YasenT commented Feb 6, 2026

Yes, we should have the tests pass. But it's only necessary once we have established there's no pending change anymore. We are working on the random test failures.

Anything else you would like changed? :)

@jobselko
Copy link
Contributor

jobselko commented Feb 9, 2026

@YasenT Any reason why Gerrod is marked as the commit author? I am guessing this was by accident.

@mdellweg
Copy link
Member

mdellweg commented Feb 9, 2026

Before I will comment more about the excessive comments still left, let me try to understand what this change is all about. When you have a huge file, it always used to be chunked up. Now with this change it will always not be chunked up, thereby running into the exact server limits the chunking was invented for in the first place. And for that you take away the user control over the chunk size. Couldn't you instead just tell the user to increase the chunk size? Isn't this a docs issue in the first place? Do we need a globally configurable chunk_size default?

@YasenT
Copy link
Contributor Author

YasenT commented Feb 9, 2026

@mdellweg
Actually I like having comments, I believe that they help, not sure if this changes anything in code, it's more of a personal viewpoint. But can we move forward with this? Not sure if every comment needs to be reviewed, but if it needs be, can I get the review so that we can complete these?

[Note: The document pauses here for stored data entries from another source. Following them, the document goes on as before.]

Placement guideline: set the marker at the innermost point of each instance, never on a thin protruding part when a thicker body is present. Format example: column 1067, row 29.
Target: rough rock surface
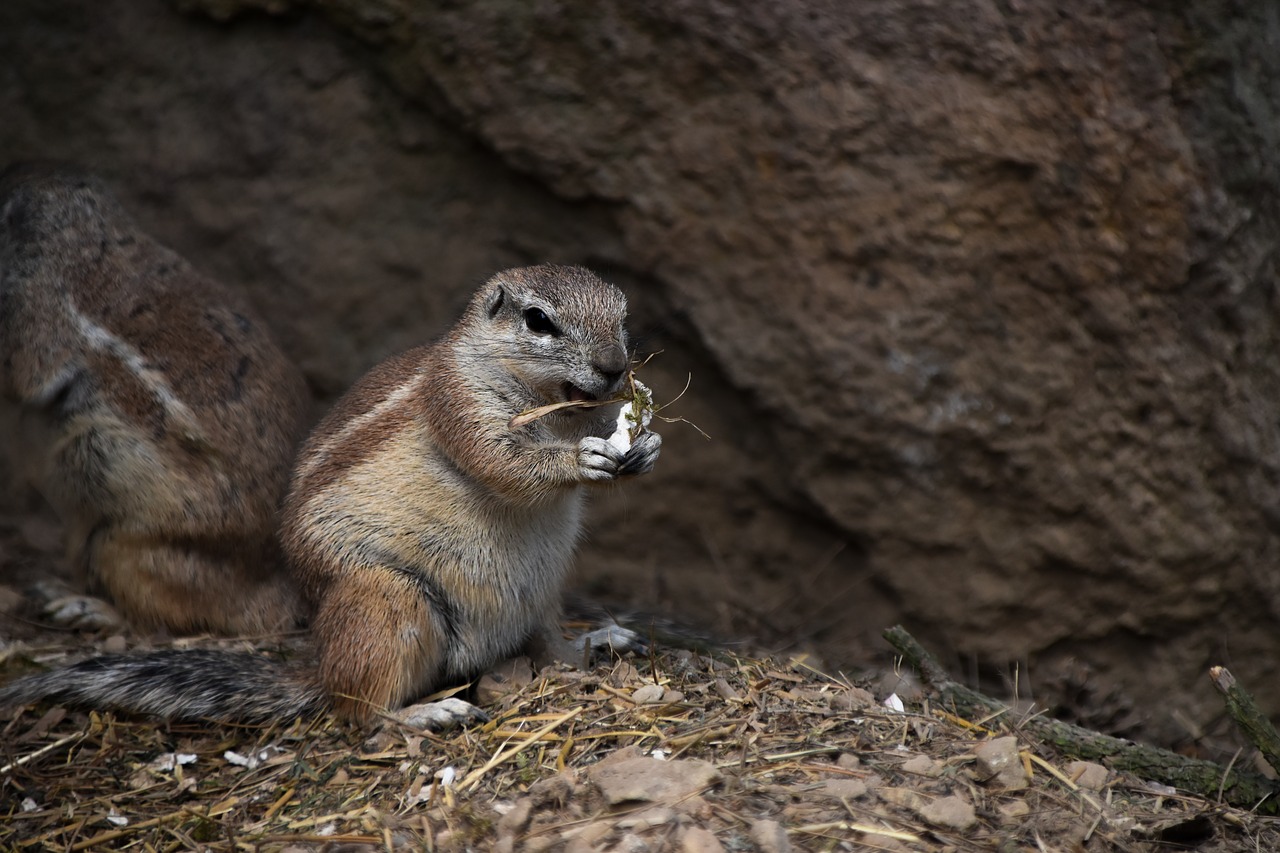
column 978, row 299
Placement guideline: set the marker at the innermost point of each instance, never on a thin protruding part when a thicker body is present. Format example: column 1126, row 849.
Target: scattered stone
column 115, row 644
column 922, row 766
column 844, row 788
column 652, row 780
column 695, row 807
column 647, row 694
column 10, row 601
column 552, row 792
column 648, row 819
column 771, row 836
column 1000, row 761
column 592, row 833
column 904, row 797
column 632, row 844
column 951, row 812
column 504, row 679
column 1088, row 775
column 695, row 839
column 516, row 820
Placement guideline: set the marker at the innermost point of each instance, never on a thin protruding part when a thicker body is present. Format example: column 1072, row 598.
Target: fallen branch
column 1193, row 775
column 1247, row 715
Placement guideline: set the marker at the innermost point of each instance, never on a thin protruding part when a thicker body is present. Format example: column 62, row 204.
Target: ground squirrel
column 149, row 405
column 428, row 534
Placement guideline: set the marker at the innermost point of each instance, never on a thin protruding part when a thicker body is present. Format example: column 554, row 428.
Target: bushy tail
column 178, row 685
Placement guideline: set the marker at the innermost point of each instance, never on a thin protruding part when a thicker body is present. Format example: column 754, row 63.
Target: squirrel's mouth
column 572, row 393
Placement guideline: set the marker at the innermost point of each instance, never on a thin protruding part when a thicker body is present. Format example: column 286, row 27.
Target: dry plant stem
column 1193, row 775
column 1247, row 715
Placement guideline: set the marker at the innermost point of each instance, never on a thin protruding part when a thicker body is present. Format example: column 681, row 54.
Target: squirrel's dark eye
column 539, row 323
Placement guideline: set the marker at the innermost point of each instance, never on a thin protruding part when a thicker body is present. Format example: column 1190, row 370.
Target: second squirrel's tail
column 178, row 685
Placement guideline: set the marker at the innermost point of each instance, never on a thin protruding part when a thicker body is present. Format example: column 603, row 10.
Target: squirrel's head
column 561, row 331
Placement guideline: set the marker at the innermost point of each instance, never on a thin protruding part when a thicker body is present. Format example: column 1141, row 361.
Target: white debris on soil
column 634, row 418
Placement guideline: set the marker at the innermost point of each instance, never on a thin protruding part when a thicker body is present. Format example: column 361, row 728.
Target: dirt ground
column 677, row 751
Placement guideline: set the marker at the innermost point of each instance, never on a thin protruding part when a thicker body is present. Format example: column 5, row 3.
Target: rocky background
column 978, row 299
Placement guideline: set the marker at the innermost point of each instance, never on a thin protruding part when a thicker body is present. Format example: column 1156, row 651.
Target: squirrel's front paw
column 598, row 460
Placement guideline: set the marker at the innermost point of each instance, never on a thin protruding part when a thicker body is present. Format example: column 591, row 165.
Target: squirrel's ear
column 494, row 302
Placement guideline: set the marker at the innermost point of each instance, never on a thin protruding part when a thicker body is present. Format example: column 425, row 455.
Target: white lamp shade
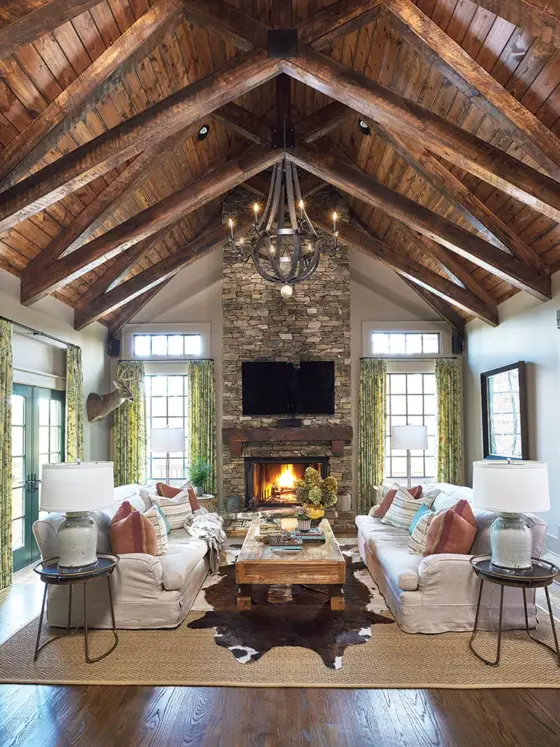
column 409, row 437
column 71, row 486
column 165, row 440
column 511, row 487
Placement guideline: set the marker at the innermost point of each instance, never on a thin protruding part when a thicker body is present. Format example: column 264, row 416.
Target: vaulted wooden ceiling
column 106, row 192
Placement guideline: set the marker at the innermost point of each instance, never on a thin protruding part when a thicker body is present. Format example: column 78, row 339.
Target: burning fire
column 287, row 478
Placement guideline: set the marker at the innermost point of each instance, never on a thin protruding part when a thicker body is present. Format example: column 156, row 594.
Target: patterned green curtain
column 5, row 453
column 129, row 427
column 74, row 405
column 372, row 408
column 202, row 416
column 450, row 441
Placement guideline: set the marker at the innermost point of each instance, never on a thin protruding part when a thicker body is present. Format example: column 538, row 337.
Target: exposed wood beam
column 213, row 184
column 454, row 294
column 441, row 307
column 120, row 268
column 42, row 134
column 244, row 122
column 104, row 205
column 154, row 275
column 23, row 22
column 479, row 86
column 127, row 312
column 323, row 121
column 350, row 179
column 469, row 205
column 437, row 134
column 125, row 141
column 338, row 19
column 538, row 17
column 228, row 22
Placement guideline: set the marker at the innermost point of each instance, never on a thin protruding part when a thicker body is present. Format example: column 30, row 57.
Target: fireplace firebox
column 272, row 480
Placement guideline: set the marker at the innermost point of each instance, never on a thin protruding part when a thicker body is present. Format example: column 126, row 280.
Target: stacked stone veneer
column 260, row 325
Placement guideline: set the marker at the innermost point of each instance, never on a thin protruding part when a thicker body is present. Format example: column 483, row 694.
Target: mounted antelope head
column 100, row 405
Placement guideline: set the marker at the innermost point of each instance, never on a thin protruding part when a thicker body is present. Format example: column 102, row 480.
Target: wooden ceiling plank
column 469, row 205
column 336, row 20
column 43, row 133
column 365, row 241
column 124, row 292
column 127, row 312
column 438, row 135
column 538, row 17
column 477, row 84
column 42, row 17
column 104, row 205
column 363, row 187
column 165, row 118
column 210, row 186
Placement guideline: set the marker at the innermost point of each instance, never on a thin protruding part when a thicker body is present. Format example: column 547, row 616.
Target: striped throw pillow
column 417, row 541
column 156, row 517
column 176, row 509
column 402, row 509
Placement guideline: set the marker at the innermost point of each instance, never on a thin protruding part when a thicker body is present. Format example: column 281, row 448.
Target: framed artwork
column 504, row 412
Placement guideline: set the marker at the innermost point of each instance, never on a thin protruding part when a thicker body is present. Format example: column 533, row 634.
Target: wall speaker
column 457, row 344
column 114, row 348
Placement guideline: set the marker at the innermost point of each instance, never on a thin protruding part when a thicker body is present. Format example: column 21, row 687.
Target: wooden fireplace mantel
column 338, row 435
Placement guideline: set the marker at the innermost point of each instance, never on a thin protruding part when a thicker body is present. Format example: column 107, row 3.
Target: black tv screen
column 305, row 388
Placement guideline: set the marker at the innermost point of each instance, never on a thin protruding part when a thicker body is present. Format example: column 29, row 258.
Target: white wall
column 527, row 331
column 377, row 294
column 38, row 354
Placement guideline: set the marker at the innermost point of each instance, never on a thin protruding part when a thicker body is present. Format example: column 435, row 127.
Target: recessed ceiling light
column 364, row 127
column 203, row 132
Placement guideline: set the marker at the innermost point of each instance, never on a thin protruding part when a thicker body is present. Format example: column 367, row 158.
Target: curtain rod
column 35, row 332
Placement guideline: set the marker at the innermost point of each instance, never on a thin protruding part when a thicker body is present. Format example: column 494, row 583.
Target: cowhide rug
column 307, row 621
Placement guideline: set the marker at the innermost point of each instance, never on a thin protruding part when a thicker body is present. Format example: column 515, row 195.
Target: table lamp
column 409, row 437
column 76, row 489
column 167, row 440
column 510, row 488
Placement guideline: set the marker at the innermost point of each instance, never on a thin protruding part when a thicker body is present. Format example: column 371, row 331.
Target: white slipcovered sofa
column 438, row 593
column 148, row 591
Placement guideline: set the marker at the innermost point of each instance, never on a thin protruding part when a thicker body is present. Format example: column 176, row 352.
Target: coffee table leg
column 244, row 597
column 336, row 594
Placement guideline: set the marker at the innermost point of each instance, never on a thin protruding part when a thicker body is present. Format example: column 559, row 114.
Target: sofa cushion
column 379, row 512
column 132, row 532
column 180, row 562
column 452, row 530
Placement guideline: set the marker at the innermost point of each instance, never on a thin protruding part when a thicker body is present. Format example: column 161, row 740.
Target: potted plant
column 316, row 494
column 304, row 520
column 199, row 472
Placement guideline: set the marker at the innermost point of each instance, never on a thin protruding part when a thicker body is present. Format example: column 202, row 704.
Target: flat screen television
column 305, row 388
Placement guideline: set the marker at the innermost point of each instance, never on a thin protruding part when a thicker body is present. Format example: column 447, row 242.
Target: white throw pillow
column 154, row 517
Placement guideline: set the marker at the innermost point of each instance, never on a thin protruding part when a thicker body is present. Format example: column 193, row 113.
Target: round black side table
column 50, row 573
column 540, row 575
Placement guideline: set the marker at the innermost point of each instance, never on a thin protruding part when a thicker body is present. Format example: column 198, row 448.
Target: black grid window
column 411, row 400
column 405, row 343
column 166, row 346
column 167, row 405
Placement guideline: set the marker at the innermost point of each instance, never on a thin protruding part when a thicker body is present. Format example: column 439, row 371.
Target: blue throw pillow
column 424, row 509
column 165, row 520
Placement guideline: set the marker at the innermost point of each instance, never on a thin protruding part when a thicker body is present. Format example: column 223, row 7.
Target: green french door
column 37, row 439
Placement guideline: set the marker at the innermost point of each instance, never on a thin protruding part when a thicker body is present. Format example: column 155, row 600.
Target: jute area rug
column 289, row 644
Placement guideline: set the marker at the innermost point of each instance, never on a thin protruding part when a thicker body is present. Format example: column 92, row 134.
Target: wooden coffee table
column 316, row 564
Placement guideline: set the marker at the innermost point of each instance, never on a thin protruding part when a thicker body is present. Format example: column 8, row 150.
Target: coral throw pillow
column 385, row 504
column 166, row 491
column 452, row 530
column 131, row 531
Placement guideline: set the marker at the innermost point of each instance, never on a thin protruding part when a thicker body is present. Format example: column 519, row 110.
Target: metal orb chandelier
column 283, row 243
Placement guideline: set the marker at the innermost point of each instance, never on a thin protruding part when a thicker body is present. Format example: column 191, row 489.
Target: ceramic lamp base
column 511, row 542
column 77, row 542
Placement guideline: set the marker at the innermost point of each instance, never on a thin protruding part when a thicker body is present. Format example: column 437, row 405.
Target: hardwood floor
column 239, row 717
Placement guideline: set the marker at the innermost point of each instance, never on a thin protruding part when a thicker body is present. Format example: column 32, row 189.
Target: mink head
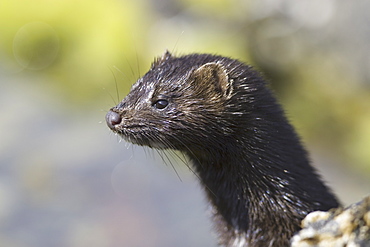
column 195, row 102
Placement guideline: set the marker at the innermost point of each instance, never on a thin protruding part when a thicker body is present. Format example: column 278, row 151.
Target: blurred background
column 66, row 180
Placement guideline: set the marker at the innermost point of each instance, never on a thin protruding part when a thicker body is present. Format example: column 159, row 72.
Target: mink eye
column 160, row 104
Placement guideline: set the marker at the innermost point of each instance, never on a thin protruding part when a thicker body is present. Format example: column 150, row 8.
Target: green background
column 66, row 180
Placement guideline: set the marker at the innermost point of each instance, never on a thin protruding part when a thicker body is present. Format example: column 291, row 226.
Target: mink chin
column 221, row 114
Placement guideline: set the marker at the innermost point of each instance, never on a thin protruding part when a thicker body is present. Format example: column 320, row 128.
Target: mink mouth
column 141, row 135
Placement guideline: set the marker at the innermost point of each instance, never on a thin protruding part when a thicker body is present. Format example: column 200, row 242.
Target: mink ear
column 213, row 77
column 166, row 55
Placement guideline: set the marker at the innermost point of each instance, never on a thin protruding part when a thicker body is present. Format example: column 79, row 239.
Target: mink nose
column 113, row 118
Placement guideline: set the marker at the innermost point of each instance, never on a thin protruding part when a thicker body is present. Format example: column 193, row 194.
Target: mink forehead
column 179, row 68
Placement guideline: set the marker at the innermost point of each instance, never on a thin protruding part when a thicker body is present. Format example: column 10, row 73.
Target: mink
column 222, row 115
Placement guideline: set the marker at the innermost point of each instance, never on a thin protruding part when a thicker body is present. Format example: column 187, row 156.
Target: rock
column 348, row 227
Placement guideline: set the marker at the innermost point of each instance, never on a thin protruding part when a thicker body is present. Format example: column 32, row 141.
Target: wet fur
column 222, row 115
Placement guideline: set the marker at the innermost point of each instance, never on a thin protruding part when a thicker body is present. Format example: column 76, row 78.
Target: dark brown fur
column 221, row 114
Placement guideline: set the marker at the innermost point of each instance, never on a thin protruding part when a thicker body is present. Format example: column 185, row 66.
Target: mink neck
column 256, row 197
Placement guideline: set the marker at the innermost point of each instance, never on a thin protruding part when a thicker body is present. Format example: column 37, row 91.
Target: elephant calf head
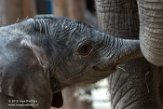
column 40, row 56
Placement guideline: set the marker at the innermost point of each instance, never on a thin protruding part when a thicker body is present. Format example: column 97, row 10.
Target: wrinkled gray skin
column 41, row 56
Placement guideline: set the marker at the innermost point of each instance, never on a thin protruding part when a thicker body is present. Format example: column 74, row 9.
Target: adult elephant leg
column 133, row 85
column 151, row 30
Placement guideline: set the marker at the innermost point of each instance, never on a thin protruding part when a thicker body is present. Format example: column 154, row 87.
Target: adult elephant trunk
column 151, row 30
column 115, row 50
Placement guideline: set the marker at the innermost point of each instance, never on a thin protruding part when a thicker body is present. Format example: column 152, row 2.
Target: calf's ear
column 37, row 51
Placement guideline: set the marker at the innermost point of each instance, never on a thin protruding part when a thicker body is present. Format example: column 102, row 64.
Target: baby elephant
column 42, row 55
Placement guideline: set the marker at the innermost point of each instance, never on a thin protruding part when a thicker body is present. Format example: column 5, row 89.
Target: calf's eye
column 85, row 49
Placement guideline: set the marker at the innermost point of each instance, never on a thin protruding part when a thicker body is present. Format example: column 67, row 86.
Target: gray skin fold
column 42, row 55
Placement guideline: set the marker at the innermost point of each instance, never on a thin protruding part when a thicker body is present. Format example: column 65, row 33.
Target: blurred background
column 94, row 96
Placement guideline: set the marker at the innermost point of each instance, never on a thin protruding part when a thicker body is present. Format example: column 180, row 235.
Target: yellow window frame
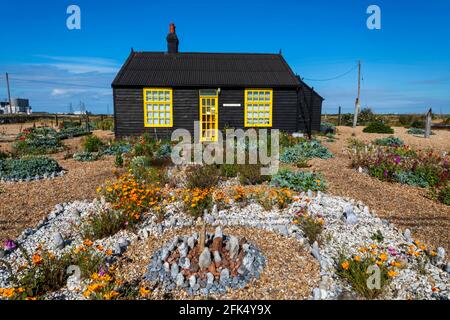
column 154, row 102
column 258, row 104
column 212, row 120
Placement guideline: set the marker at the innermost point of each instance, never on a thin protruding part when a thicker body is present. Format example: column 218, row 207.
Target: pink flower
column 9, row 244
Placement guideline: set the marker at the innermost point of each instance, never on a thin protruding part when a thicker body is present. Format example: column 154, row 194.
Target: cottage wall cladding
column 295, row 106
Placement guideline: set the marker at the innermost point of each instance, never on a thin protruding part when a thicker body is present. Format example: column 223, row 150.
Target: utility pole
column 339, row 116
column 357, row 103
column 9, row 93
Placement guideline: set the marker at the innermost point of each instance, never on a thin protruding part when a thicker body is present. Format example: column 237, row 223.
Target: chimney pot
column 172, row 40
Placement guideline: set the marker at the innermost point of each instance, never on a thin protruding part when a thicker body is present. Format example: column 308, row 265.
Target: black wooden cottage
column 158, row 92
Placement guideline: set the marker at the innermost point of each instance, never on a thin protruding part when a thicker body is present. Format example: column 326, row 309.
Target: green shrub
column 28, row 168
column 411, row 178
column 164, row 151
column 141, row 168
column 327, row 128
column 85, row 156
column 298, row 181
column 355, row 272
column 229, row 170
column 389, row 142
column 287, row 140
column 37, row 141
column 444, row 195
column 46, row 272
column 305, row 150
column 202, row 177
column 417, row 131
column 92, row 143
column 419, row 124
column 250, row 174
column 105, row 223
column 366, row 116
column 378, row 127
column 406, row 119
column 3, row 155
column 118, row 161
column 311, row 226
column 118, row 146
column 106, row 124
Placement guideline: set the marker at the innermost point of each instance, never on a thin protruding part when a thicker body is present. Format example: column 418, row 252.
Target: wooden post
column 9, row 93
column 428, row 124
column 357, row 103
column 339, row 116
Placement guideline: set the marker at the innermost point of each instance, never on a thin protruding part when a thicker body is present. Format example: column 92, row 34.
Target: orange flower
column 392, row 273
column 37, row 259
column 88, row 243
column 345, row 265
column 144, row 292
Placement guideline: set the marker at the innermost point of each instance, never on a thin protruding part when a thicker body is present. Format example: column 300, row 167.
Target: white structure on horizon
column 19, row 106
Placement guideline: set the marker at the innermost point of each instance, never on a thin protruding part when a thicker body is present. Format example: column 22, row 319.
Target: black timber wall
column 286, row 116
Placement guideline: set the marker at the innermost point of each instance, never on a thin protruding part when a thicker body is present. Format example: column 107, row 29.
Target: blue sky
column 405, row 65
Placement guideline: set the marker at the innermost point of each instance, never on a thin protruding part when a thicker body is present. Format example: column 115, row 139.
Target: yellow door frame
column 211, row 118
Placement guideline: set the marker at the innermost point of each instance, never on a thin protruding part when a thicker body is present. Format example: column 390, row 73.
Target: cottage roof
column 189, row 69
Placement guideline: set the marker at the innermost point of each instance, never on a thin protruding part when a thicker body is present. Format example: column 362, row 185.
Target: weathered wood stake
column 428, row 124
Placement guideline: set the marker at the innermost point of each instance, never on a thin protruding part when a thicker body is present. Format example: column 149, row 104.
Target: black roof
column 205, row 69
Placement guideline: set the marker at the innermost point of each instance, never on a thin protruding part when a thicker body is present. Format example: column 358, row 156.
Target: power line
column 333, row 78
column 59, row 83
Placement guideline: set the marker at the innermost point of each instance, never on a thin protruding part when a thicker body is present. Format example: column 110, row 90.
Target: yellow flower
column 86, row 293
column 110, row 295
column 144, row 292
column 88, row 243
column 392, row 273
column 8, row 293
column 37, row 259
column 345, row 265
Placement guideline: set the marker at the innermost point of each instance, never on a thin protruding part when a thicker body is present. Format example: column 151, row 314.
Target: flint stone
column 185, row 263
column 407, row 235
column 58, row 241
column 217, row 258
column 209, row 278
column 218, row 233
column 192, row 281
column 174, row 270
column 191, row 242
column 205, row 259
column 224, row 276
column 315, row 251
column 183, row 249
column 179, row 280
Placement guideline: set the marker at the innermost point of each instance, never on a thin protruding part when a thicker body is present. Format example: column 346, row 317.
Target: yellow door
column 208, row 117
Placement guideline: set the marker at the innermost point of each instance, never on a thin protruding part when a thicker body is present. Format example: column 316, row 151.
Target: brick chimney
column 172, row 40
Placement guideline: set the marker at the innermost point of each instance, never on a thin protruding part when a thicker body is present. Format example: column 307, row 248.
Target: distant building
column 19, row 106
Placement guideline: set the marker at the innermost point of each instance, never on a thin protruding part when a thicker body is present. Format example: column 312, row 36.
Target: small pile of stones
column 222, row 262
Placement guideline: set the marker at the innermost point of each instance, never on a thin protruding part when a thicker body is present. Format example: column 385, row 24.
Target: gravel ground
column 291, row 272
column 405, row 206
column 23, row 204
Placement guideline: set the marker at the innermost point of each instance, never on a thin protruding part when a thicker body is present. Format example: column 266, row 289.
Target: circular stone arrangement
column 223, row 262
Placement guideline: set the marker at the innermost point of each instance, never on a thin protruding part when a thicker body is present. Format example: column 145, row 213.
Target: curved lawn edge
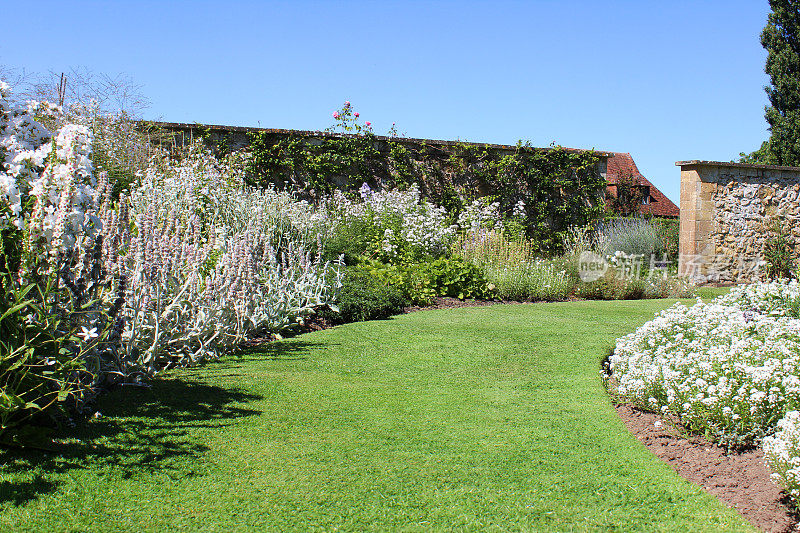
column 469, row 419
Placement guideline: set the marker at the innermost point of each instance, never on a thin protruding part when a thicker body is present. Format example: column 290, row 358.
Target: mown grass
column 472, row 419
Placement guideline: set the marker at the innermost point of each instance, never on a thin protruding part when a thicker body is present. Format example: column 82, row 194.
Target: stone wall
column 433, row 167
column 728, row 211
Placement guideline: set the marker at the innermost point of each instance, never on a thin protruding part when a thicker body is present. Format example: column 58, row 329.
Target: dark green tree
column 781, row 39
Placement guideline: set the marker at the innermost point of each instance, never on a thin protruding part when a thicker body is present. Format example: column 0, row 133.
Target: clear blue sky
column 665, row 81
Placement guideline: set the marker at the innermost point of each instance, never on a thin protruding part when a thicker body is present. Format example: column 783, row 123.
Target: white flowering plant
column 391, row 226
column 725, row 369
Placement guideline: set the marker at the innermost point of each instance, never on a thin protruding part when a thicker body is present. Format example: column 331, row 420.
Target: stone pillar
column 728, row 212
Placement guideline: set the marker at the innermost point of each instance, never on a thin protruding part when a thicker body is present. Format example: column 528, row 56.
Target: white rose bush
column 728, row 369
column 98, row 290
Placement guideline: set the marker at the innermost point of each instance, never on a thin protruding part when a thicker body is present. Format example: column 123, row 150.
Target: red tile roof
column 621, row 164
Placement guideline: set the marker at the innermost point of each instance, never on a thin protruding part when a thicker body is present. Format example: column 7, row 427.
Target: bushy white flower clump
column 482, row 215
column 55, row 169
column 775, row 298
column 782, row 452
column 214, row 262
column 404, row 219
column 727, row 371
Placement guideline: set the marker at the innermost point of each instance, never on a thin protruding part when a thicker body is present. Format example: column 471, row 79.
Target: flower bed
column 728, row 369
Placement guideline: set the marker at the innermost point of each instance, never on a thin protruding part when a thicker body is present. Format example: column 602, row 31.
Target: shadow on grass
column 284, row 350
column 142, row 431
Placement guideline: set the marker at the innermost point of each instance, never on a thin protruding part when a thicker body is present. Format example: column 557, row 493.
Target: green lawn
column 490, row 418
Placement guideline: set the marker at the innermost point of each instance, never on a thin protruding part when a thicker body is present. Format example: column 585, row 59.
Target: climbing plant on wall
column 550, row 189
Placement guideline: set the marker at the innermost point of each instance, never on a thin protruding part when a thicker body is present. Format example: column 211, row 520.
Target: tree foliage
column 781, row 38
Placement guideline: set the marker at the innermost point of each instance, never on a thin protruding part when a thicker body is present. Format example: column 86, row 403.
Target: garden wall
column 728, row 212
column 430, row 154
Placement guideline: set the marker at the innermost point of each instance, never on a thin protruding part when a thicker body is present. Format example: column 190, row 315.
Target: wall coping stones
column 308, row 133
column 695, row 162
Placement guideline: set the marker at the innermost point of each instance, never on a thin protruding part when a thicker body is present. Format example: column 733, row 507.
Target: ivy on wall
column 560, row 188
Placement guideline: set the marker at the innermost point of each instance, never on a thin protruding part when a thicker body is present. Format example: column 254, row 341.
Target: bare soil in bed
column 741, row 479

As for the chunking -> the default behavior actually doesn't change. It will still chunk at default 1MB, and people can set the chunk size if they want to.
There's a new synchronous endpoint in pulp_rpm, which is being called only when someone is trying to upload an RPM without providing a repository. I introduced the use of this endpoint in the cli a few months ago for this specific case. And we don't want chunking for that specific endpoint, to reduce the overhead coming from it.
And this is what the commit is targeting in fact.

@YasenT YasenT force-pushed the disable-chunks branch 2 times, most recently from e148c8d to b7cf6f4 Compare February 9, 2026 12:53
jobselko
jobselko previously approved these changes Feb 9, 2026
Copy link
Member

@mdellweg mdellweg left a comment

Choose a reason for hiding this comment

The reason will be displayed to describe this comment to others. Learn more.

My last comment wasn't even about the comments, but about the fact that the command has a chunk_size (probably with a badly chosen default) that your changes just silently start to ignore. My point is that even in the face of the upload endpoint, there is a limit to the size of file you can upload in one go.
So my specific question here is, should we make the chunk_size globally configurable?

@YasenT
Copy link
Contributor Author

YasenT commented Feb 10, 2026

My last comment wasn't even about the comments, but about the fact that the command has a chunk_size (probably with a badly chosen default) that your changes just silently start to ignore. My point is that even in the face of the upload endpoint, there is a limit to the size of file you can upload in one go. So my specific question here is, should we make the chunk_size globally configurable?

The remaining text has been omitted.